Since I have been here I have been doing some freelance work and I’m currently in the process of setting up my own PR & Marketing company. I hope to be able to take on mainly Irish clients and work from home to support them. Michael, our son, will start school here in Puerto Rico in August so it will be good to have a plan and be back in the workforce while still having time for all those lovely beaches and to enjoy the sunshine!
Lessons I've Learned
My top pieces of advise for those considering an expat position would be:
- Talk to those that have already made the move. Every location is different and everyone’s experience will be different but being able to bounce questions or concerns at someone who knows your new location and who has also relocated there will ease your transition. Forewarned is forearmed and it will make things less stressful in the long run.
- Go on a visit. Rob travelled over for a week before we moved but I didn’t. I was too busy and really wished that I had come. It would have allowed me to get my bearings and alleviated some of the anxiety I had about just moving to a country that I had never been to with an 8 month old. Instead I just got on a plane and then all of a sudden this was my new home
- Take some time when you get there.We arrived on a Saturday night, had Sunday together and Rob started work on Monday. Realistically you need a few days to get organised, hire or buy cars and find the supermarket etc.
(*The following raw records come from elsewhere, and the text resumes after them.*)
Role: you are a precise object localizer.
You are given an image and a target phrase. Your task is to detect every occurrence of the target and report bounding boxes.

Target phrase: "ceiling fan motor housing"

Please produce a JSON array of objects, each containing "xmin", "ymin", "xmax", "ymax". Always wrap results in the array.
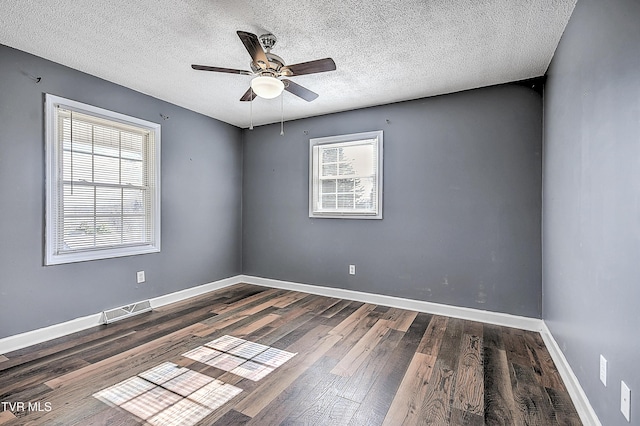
[{"xmin": 260, "ymin": 33, "xmax": 278, "ymax": 53}]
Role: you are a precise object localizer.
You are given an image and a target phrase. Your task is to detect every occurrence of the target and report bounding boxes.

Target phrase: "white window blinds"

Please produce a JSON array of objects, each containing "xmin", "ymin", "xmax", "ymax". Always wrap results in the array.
[
  {"xmin": 46, "ymin": 95, "xmax": 160, "ymax": 264},
  {"xmin": 309, "ymin": 132, "xmax": 382, "ymax": 219}
]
- Book temporary accommodation rather than your long term let for the first few weeks. It’ll give you time to see exactly where you want to live and the house that is right for you.
- Say yes to everything. Every invite, every lunch, brunch and dinner. Having friends is so important. After a while you can take a step back and spend more time with some that you have more in common with than others but in the beginning its so critical to your experience to put yourself out there.
- Be prepared to work hard. Every expat I know here works longer hours and has more responsibility than they did in their jobs in Ireland. It’ll be worth it. It looks great for your career to have done an expat assignment and you’re gaining cultural experience and life skills.
- Be respectful of your new colleagues and their culture. Try to learn their customs and language. Everyone here shakes hands or kisses each time they meet. Even in a professional setting such as an office. Irish people tend to shy away from such customs but you need to integrate to their traditions.
- Get into a routine and make time for yourself. I run and go to the gym and Rob plays soccer. It’s a fantastic stress relief as well as allowing head space away from work and life in general. Routine keeps everyone sane!
- Relocation companies are not good at what they do. No matter where in the world you’re moving to. Our personal experience was terrible. Be prepared for that and do your own research. Have your own plan B and then you won’t be thrown when things go wrong with your relocation.
- Don’t go into any assignment with a set amount of time in your head. Often timelines change and be open to that and then you won’t be disappointed if its extended or you’re moved elsewhere or home.
Any most importantly…….
Enjoy every minute. Life moves quickly. You never know what’s around the corner. Travel. Take in everything that you see around you. Everything will be different to home and you wont be on assignment forever. Make the most of it and see everything that you can. Your experience will be as positive as you want it to be. So think positively and make every second of it count.